Shot by bullet on August 10, 2022 in equally strange conditions, he brandished this throughout his interrogation so that we would stop suspecting him. Unfortunately, the video of the shooting, which his attackers subsequently sent him, was accidentally deleted. We must believe that this is a mania for him, since the investigation showed that he had systematically deleted all his conversations on the encrypted messaging services he used, as well as his call history.
During the weeks surrounding the events, he used no less than nine telephone lines purchased under false names. A sort of Paul Bismuth with Rackham Le Rouge sauce, shall we say. Taken together, these countless elements and the way in which he defended himself on Friday have little chance of convincing the court of his innocence.

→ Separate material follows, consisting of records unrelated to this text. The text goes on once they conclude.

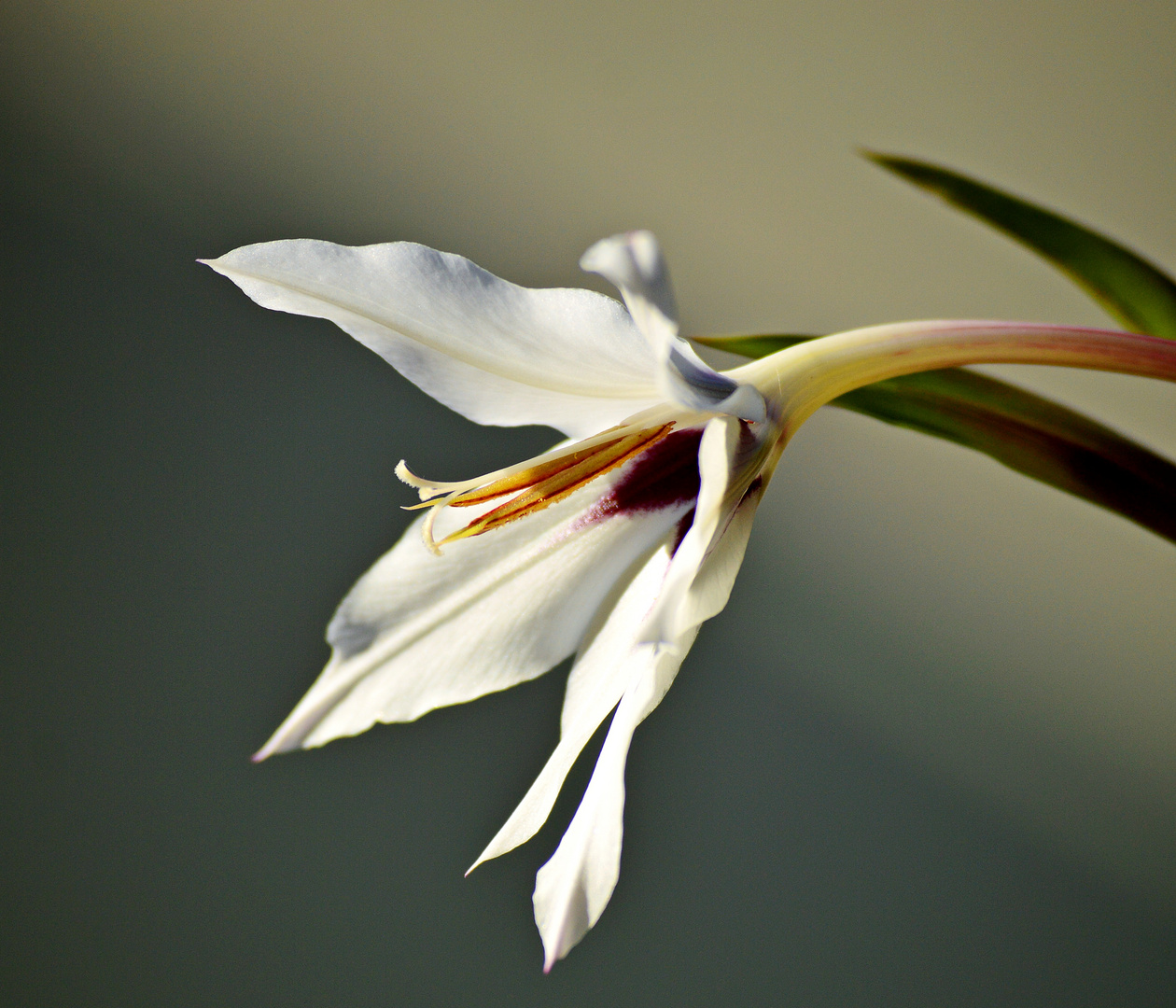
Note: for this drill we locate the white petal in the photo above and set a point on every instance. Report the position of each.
(420, 631)
(636, 265)
(573, 889)
(601, 674)
(494, 352)
(716, 460)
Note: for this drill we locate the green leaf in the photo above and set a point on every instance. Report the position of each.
(1025, 432)
(1135, 292)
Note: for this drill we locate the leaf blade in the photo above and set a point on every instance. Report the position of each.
(1130, 288)
(1023, 432)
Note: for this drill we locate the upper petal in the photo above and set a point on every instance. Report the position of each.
(634, 262)
(494, 352)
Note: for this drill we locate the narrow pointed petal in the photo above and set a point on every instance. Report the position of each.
(573, 889)
(494, 352)
(598, 679)
(574, 886)
(420, 631)
(636, 265)
(1030, 434)
(718, 462)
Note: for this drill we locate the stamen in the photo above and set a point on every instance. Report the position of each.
(534, 484)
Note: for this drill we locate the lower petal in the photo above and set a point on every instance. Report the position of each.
(573, 889)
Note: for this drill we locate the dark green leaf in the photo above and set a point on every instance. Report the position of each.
(1135, 292)
(1025, 432)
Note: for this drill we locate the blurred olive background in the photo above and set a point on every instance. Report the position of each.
(927, 756)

To see Mathias Pogba's reaction throughout Roushdane K.'s interrogation, his head in his hands or his eyes wide, it would seem that he too is not really convinced.
The brother of the world champion will perhaps say more on this subject during his hearing next Tuesday at the bar. Because if it is proven that he did not participate directly or indirectly in the kidnapping of his brother, Mathias Pogba had the opportunity to mess with “Roush” in the weeks that followed. It was in fact at the latter's father's house, in Normandy, that he recorded the accusatory videos against Paul. The court, in a final, desperate attempt to understand the role he also played in this, will break its teeth once again.
He doesn't budge, he has nothing to do with it, he was only guided in this matter by the desire to get his friends out of trouble in the face of the mystery threat. A threat which, since the Fresnes prison where he is currently incarcerated, continues to haunt him. “If I speak, it will be worse,” he blurted out. “But you are afraid while you are in prison,” asks the prosecutor. What's worse? “. And he concludes, chillingly: “Death”.